The 141 new street trees are being planted at several sites across the borough to replace those that have been lost in recent years. Twenty trees are to be planted at several locations along Cymbeline Way and a further 32 are being planted along several streets in New Town and Christ Church. Eighty-nine trees have already been planted in West Mersea. All the trees are fitted with an irrigation kit made up of a weld-mesh tree guard designed to make them easier to water at times of drought and protect them from damage, a sturdy tree stake to hold them in place, and some bark mulch around the base to prevent weed growth. The trees are a mix of native broadleaf species such as Field Maple, Hawthorn, Wild Cherry, Rowan, Wild Service Tree and Lime, and are being planted as part of the Colchester Woodland and Biodiversity Project.

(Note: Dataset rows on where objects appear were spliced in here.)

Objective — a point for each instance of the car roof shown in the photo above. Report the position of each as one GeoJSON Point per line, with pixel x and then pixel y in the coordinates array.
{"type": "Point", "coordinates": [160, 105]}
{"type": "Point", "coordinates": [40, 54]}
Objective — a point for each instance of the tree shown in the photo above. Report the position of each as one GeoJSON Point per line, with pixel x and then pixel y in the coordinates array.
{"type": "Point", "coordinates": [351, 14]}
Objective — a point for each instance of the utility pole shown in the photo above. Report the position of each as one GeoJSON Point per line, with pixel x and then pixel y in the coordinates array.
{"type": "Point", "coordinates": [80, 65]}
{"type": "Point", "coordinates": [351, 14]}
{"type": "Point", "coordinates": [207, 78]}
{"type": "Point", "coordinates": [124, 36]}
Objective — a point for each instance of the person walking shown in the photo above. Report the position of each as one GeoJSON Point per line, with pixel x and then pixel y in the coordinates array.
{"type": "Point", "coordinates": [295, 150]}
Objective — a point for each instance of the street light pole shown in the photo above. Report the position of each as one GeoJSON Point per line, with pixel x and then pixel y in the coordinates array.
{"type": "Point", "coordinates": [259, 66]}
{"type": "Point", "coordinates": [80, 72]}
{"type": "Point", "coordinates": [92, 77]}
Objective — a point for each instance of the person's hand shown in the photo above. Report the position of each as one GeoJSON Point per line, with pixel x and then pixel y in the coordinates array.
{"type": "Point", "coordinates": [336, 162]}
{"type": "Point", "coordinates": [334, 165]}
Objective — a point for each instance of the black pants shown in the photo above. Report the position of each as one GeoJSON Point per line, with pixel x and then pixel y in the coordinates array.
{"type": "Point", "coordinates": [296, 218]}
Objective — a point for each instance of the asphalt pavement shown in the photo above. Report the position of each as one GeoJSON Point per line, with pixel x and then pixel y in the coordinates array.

The Local Authority Treescape Fund is grant funding from the Forestry Commission to support tree planting outside of woodlands. Essex County Council (ECC), in partnership with Colchester Borough Council, Epping Forest District Council and Harlow Council, successfully applied and secured £300,000 for the planting and maintenance of 5,595 trees across the county. The planting is part of Essex County Council’s Essex Forestry Initiative, and the trees will be planted in various settings, such as riverside trees, trees in urban areas, infilling of old hedgerows and creation of wood pasture across the county. Planting trees in urban settings supports wildlife and habitat connectivity but it is also important to plant trees near to where people live for health and wellbeing benefits. ECC expects all trees under the fund to be planted by April 2022.
The fund targets areas with trees that have been neglected or suffered damage in the past, including disused and vacant community spaces and those affected by tree diseases.
Eighty standard trees were previously planted along the cycle path that runs through the Riverside Walk open space between Lower Castle Park and the East Bay Recreation Ground, and 40 trees were planted along the cycle path which runs through the Bergholt Road open space between the allotment site and the North Station car park.
Cllr Simon Crow, Portfolio Holder for Environment and Sustainability said: “It’s great to see even more street trees being planted across the borough as part of the Local Authority Treescape Fund. There are many benefits to planting in areas outside of woodlands, including continuing to offset carbon emissions that are contributing to ongoing climate change.”